Doubling-Trick with restart, on randomly taken Gaussian problems with variance $V=1$

_images/main____env1-1_2223860464453456415.pngDoubling-Trick with restart, on randomly taken Gaussian problems with variance V=1

Regret for $K=9$ Gaussian arms $\mathcal{N}(\mu, 1)$, horizon $T=45678$, $n=1000$ repetitions and $\mu_1,\ldots,\mu_K$ taken uniformly in $[-5,5]^K$ and variance $V=1$. On “hard” problems like this one, both UCB and AFHG perform similarly and poorly w.r.t. to the lower bound from Lai & Robbins (1985). As before we check that geometric doubling ($b=2$) and slow exponential doubling ($b=1.1$) are too slow, but a fast enough doubling sequence does give reasonable performance for the anytime AFHG obtained by Doubling-Trick.

Doubling-Trick with restart, on an easy Gaussian problems with variance $V=1$

_images/main____env1-1_6979515539977716717.pngDoubling-Trick with restart, on an easy Gaussian problems with variance V=1

Regret for Doubling-Trick, for $K=9$ Gaussian arms $\mathcal{N}(\mu, 1)$, horizon $T=45678$, $n=1000$ repetitions and $\mu_1,\ldots,\mu_K$ uniformly spaced in $[-5,5]^K$. On “easy” problems like this one, both UCB and AFHG perform similarly and attain near constant regret (identifying the best Gaussian arm is very easy here as they are sufficiently distinct). Each doubling trick also appear to attain near constant regret, but geometric doubling ($b=2$) and slow exponential doubling ($b=1.1$) are slower to converge and thus less efficient.

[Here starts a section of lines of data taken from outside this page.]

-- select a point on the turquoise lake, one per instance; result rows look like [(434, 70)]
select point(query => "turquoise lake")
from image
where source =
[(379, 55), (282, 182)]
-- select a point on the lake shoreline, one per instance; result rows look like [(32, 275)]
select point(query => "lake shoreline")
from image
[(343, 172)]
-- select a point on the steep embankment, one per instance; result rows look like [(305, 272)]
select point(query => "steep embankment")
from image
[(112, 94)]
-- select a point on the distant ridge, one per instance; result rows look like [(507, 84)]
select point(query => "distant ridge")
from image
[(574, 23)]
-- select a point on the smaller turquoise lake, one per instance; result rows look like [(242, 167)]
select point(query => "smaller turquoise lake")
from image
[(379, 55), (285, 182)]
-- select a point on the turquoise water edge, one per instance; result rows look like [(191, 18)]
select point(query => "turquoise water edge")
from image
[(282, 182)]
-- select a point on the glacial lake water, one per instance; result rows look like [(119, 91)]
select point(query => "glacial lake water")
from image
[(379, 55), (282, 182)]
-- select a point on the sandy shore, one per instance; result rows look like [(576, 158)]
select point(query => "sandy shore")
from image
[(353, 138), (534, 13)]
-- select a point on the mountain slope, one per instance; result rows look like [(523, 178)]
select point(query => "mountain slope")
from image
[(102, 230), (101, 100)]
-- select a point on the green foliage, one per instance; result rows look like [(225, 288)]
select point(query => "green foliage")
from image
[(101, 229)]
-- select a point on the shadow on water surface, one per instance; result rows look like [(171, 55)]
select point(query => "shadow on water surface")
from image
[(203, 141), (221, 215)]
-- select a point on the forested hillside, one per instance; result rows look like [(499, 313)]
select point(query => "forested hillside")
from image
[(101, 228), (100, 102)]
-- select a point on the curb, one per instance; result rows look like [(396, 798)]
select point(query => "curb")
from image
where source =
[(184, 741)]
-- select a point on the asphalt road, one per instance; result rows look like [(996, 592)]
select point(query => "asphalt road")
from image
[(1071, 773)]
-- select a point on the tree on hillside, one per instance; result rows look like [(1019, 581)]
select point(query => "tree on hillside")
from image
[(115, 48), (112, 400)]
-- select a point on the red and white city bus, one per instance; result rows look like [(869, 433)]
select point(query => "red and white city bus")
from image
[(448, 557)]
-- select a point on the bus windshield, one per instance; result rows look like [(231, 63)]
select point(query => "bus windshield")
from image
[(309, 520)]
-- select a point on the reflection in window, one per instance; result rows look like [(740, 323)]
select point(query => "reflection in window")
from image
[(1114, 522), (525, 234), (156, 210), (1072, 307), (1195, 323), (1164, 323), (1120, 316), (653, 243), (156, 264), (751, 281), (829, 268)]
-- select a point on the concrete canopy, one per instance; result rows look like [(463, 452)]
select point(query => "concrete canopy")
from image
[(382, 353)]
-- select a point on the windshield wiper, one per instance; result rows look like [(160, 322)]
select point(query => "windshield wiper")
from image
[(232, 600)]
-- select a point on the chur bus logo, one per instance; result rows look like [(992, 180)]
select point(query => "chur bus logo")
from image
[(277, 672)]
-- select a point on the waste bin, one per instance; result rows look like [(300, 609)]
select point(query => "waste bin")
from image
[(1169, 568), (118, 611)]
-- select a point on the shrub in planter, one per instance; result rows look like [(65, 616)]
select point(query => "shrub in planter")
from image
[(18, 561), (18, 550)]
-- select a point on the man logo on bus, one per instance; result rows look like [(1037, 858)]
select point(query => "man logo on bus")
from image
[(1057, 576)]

Doubling-Trick with no restart, on randomly taken Bernoulli problems

_images/main____env1-1_5964629015089571121.pngDoubling-Trick with no restart, on randomly taken Bernoulli problems

Regret for $K=9$ Bernoulli arms, horizon $T=45678$, $n=1000$ repetitions and $\mu_1,\ldots,\mu_K$ taken uniformly in $[0,1]^K$, for Doubling-Trick no-restart. Geometric doubling (\eg, $b=2$) and slow exponential doubling (\eg, $b=1.1$) are too slow, and short first sequences make the regret blow up in the beginning of the experiment. At $t=40000$ we see clearly the effect of a new sequence for the best doubling trick ($T_i = 200 \times 2^i$). As expected, kl-UCB++ outperforms kl-UCB, and if the doubling sequence is growing fast enough then Doubling-Trick no-restart for kl-UCB++ can perform as well as kl-UCB++.

Doubling-Trick with no restart, on an “simple” Bernoulli problems

_images/main____env1-1_5972568793654673752.pngDoubling-Trick with no restart, on an "simple" Bernoulli problems

$K=9$ Bernoulli arms with $\mu_1,\ldots,\mu_K$ evenly spaced in $[0,1]^K$. On easy problems like this one, both kl-UCB and kl-UCB++ are very efficient, and here the geometric allows the Doubling-Trick no-restart anytime version of kl-UCB++ to outperform both kl-UCB and kl-UCB++.